Maintenant, sous la pression de la multitude en colère qui réclame des exécutions, Théophile Ferré est contraint de recevoir une délégation et finit par signer l'ordre suivant: « Ordre au citoyen directeur de la Roquette de faire exécuter six otages. »
L'ex-procureur Genton, un rescapé de 1848, le commandant Mégy, l'ancien chef de la garnison du fort d'Issy, et le capitaine Sicard, de la garde nationale, prennent la tête d'une troupe de gardes du 66e, tous volontaires pour exécuter les otages. Malgré la tentative de François, directeur de la Roquette, mis en place par la Commune, qui essaie de lui sauver la vie, l'archevêque, Mgr Darboy, figure en tête des six victimes expiatoires. Elles vont au peloton d'exécution avec une magnifique fermeté d'âme et une dignité exemplaire. Le président Bonjean s'appuie sur le bras de l'archevêque, tandis que suivent, marchant ensemble, l'abbé Deguerry, curé de la Madeleine, et le père Ducoudray, l'abbé Allard et le père Clerc. On les aligne le long d'un mur, sur le chemin de ronde de la prison. Le capitaine Sicard lève son sabre. Les six condamnés s'affaissent.
Jules Vallès peut alors mesurer les redoutables conséquences de ses éditoriaux enflammés: « Cette boucherie est horrible! s'écrie-t-il. Ces gens étaient âgés, prisonniers, sans armes! On criera que c'est une lâcheté! »

Paris devient un vaste charnier

Pendant la Commune de Paris, la ville devient un vaste charnier
Au début de la matinée, il ne reste plus à l'Hôtel de Ville qu'une quinzaine de membres de la Commune, hagards, impuissants devant le désastre, et quatre membres du comité de Salut public, Antoine Arnaud, Émile Eudes, Ferdinand Gambon et Gabriel Ranvier. Ils sont aphones, épuisés, totalement dépassés par les événements, incapables d'imaginer un plan d'ensemble, une tactique, de donner des ordres cohérents. Il n'y a plus qu'une solution, tandis que les Versaillais, qui ont dépassé le Louvre, approchent irrésistiblement: l'évacuation et l'incendie. L'Hôtel de Ville subit le même sort que les Tuileries et le Palais de la Légion d'honneur. A 10 heures, le magnifique monument est en flammes.
Cela contribue à exaspérer les soldats de Versailles. Leur avance est semée de véritables atrocités.

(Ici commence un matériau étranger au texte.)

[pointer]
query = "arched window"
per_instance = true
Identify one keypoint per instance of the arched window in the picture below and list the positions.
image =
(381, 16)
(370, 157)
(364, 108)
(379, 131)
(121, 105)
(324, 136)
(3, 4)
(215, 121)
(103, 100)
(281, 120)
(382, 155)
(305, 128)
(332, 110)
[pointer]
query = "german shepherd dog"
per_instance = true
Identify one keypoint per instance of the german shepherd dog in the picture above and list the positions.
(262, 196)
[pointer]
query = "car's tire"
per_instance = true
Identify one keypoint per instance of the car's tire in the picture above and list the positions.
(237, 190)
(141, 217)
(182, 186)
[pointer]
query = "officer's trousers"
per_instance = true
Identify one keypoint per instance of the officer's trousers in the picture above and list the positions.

Paris devient un vaste charnier. Les 300 fusillés de la veille sont entassés au soleil, le long des murs de la Madeleine. Trente fédérés se réfugient dans une imprimerie de la rue Saint-Honoré. Pour échapper à la capture et à la mort, ils ont jeté leurs armes, trouvé des vêtements de travail. Mais ils ont été vus, ou peut-être dénoncés. Ils sont conduits rue Saint-Florentin, près de la redoute du Château-Gaillard, et fusillés tous les trente.
Six autres fédérés et une jeune femme vêtue d'un uniforme de garde national se sont réfugiés dans des tonneaux. On les découvre. Ils sont abattus sans aucune pitié.
A midi, ce jour-là, l'infanterie versaillaise envahit le séminaire Saint-Sulpice, transformé en ambulance. Le docteur Faneau essaie de protéger les blessés fédérés qu'il soigne depuis plusieurs jours. Il est abattu et les soldats, se répandant dans les salles, entreprennent d'égorger les blessés. Ils en ont tué soixante lorsque l'état-major du général de Cissey fait cesser le massacre.